THE WAY TO BEAT CANCER: Participation in clinical trials key to improving treatments

Over the past five decades we have made substantial and sometimes dramatic progress in treating some malignancies.

An early example of this success was the emergence of effective therapy for lymphomas.  

In the 1970s, we found that, with a certain combination of chemotherapy medicines named by the acronym CHOP, we could cure a significant percentage of patients with lymphoma.

Then, in the early 1980s, several research centers attempted to improve on that success by administering ever more complex combinations of chemotherapies, with what appeared to be dramatic success. By the mid-1980s, lymphoma patients were being treated with medicine regimens known by nefarious-sounding names like ProMACE-CYTABOM. These treatments were sometimes much more toxic than the older CHOP regimen, but many believed the newer, more difficult regimens were more effective.  

That might have been the end of the story, and we would still be using these difficult treatments for lymphoma. But some researchers were brave enough to challenge the conventional wisdom by subjecting these harsh treatments to Phase III clinical trial testing.

Half of the lymphoma patients were treated with the newer, more difficult ProMACE-CYTABOM, and half were treated with the older, easier CHOP. To the surprise of many, CHOP proved the superior treatment: at least as effective, but with many fewer treatment-related deaths.

This could only have been ascertained by a clinical trial, and as a result CHOP has remained the mainstay of lymphoma therapy for the past 40 years.  

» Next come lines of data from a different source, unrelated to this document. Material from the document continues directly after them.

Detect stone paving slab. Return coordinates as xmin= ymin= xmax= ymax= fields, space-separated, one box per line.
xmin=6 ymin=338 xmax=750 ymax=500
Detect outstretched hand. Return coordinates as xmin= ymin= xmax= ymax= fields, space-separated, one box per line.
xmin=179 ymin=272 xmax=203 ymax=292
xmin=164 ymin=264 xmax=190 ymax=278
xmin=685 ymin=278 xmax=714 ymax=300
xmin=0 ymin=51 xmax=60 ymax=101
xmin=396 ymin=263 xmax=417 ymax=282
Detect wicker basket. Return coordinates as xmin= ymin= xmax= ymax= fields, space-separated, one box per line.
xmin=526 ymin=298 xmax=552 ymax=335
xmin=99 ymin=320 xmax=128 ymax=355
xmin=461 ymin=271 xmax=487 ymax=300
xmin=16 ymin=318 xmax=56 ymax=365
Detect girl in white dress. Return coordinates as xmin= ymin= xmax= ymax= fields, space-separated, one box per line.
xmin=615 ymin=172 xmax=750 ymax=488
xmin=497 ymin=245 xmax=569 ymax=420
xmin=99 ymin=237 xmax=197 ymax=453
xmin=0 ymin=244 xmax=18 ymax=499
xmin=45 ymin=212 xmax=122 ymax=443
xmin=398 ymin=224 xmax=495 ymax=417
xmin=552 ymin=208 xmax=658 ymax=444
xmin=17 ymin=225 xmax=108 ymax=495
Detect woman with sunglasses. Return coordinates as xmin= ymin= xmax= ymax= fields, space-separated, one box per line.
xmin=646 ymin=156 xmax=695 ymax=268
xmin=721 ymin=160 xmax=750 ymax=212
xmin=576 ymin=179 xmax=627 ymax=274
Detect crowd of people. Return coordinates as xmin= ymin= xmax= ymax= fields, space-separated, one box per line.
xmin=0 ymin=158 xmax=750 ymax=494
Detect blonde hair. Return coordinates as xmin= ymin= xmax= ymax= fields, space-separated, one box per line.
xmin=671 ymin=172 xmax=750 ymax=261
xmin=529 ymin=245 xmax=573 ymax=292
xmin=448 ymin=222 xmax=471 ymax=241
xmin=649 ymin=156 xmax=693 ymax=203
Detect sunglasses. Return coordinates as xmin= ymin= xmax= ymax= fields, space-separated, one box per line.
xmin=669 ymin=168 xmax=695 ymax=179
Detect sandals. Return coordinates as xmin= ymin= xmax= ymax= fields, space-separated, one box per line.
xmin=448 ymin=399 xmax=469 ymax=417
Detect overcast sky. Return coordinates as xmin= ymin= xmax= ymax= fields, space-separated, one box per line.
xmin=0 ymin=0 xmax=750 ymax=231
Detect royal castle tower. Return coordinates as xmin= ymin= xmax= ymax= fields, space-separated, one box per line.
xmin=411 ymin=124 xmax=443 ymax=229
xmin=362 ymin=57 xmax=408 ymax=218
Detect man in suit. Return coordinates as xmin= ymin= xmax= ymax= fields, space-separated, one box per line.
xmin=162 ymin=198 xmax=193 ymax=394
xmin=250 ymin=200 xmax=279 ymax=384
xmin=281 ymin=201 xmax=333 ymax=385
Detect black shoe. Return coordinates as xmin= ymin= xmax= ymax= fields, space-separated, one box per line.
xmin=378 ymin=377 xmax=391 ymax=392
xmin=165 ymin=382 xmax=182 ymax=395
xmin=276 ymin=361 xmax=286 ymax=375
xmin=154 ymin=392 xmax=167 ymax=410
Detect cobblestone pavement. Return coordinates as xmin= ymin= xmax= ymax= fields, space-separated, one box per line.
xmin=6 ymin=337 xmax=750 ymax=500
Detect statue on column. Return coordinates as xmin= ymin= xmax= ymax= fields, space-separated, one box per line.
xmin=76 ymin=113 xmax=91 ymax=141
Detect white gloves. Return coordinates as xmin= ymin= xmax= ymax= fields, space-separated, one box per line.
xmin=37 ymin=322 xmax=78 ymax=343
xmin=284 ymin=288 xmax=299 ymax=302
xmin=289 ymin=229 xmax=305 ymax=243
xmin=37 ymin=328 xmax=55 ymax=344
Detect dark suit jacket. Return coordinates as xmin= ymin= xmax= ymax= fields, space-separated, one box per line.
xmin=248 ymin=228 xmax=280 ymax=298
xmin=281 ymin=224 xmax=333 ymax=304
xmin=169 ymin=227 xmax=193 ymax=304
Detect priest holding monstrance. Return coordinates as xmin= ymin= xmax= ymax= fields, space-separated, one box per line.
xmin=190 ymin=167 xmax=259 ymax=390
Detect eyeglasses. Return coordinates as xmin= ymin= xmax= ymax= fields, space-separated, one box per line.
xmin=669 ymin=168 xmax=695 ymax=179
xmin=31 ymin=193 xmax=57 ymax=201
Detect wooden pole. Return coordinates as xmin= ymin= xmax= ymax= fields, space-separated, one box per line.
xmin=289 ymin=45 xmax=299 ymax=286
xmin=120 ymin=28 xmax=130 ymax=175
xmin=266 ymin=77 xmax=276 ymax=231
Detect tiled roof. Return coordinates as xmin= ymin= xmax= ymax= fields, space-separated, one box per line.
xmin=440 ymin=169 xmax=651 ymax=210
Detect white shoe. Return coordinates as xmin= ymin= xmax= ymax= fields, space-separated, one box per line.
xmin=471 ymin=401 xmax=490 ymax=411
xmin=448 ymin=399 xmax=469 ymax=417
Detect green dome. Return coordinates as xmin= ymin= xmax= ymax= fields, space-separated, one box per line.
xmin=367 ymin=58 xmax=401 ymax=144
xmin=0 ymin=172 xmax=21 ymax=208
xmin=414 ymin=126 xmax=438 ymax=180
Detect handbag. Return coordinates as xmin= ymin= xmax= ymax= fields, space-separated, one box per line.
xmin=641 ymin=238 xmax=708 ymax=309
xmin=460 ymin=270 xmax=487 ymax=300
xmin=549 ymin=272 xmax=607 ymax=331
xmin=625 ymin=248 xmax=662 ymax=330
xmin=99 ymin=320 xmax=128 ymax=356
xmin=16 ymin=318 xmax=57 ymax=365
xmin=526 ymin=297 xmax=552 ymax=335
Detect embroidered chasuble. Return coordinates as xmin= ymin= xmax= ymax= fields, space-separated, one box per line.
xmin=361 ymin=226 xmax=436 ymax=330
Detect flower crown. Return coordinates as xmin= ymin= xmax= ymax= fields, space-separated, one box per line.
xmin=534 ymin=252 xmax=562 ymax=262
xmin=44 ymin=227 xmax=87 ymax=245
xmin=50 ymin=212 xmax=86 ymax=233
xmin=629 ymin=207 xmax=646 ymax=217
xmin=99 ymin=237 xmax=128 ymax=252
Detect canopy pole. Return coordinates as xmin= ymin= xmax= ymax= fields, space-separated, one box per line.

Quite simply, clinical trials form the essential infrastructure on which all our progress with cancer has been and will be made. Potential new medicines must go through a series of testing phases before they can become widely available. Phase I studies test for the safest doses of the new medicine and identify its toxicities. Phase II studies determine whether the safe doses of the new medicine are effective against the target cancer. Phase III studies are large, random trials that test the effectiveness of the new treatment compared to currently available standard treatment. Each testing phase is critical and requires adequate patient enrollment to succeed.  

Unfortunately, however, only about 3 percent of cancer patients are enrolled in clinical trials — unfortunate because if more patients (and their oncologists) participated in clinical trials, we would undoubtedly make much more rapid progress against cancer.

Two primary reasons account for this paltry accrual of patients onto trials. First, patients are frequently reluctant to enroll. They may be fearful they will be getting some treatment other than the best therapy; they may be concerned about potential side effects of newer therapies even their oncologists can’t predict; or they may be confused by the complexities of the details of the study itself.

But we oncologists have to look to ourselves for the second primary impediment to enrolling patients on trials. Cancer treatment facilities that participate in clinical trials can be quickly overwhelmed by the requirement of time-consuming clerical work for recording data, by the need for meticulous attention to the details of study design and protocol, and by the considerable time and care required to fully explain clinical trial options to patients. But perhaps the highest hurdle for oncologists is the lack of easy accessibility to clinical trials if they practice outside the academic sphere.

For all these reasons, Commonwealth Cancer Center is very excited and very proud to be the newest (and only independent private practice) member of University of Kentucky Healthcare’s Markey Cancer Center affiliate network. The affiliate network’s resources will provide us with invaluable assistance in data management and patient screening for trials, allowing us to take the time necessary to discuss possible clinical trial enrollment with our patients.

Only through careful discussions with patients will we be able to help them fully understand their treatment options, the implications of the trials they are considering and the details of the trial treatments that might initially seem fearful and confusing.

Most importantly, Markey Cancer Center affiliate network membership will give us rapid access to an exceptionally wide array of clinical trials for almost all the cancer types we treat, giving our patients the very most up-to-date treatment options, often with access to therapies that are presently only available in the setting of a clinical trial. We feel very fortunate to be part of the network, as we look forward to a much more expansive role for clinical trials in our practice.

 

Board-certified Medical Oncologist/Hematologist Thomas Baeker, MD, is the Medical Director of Commonwealth Cancer Centers of Kentucky.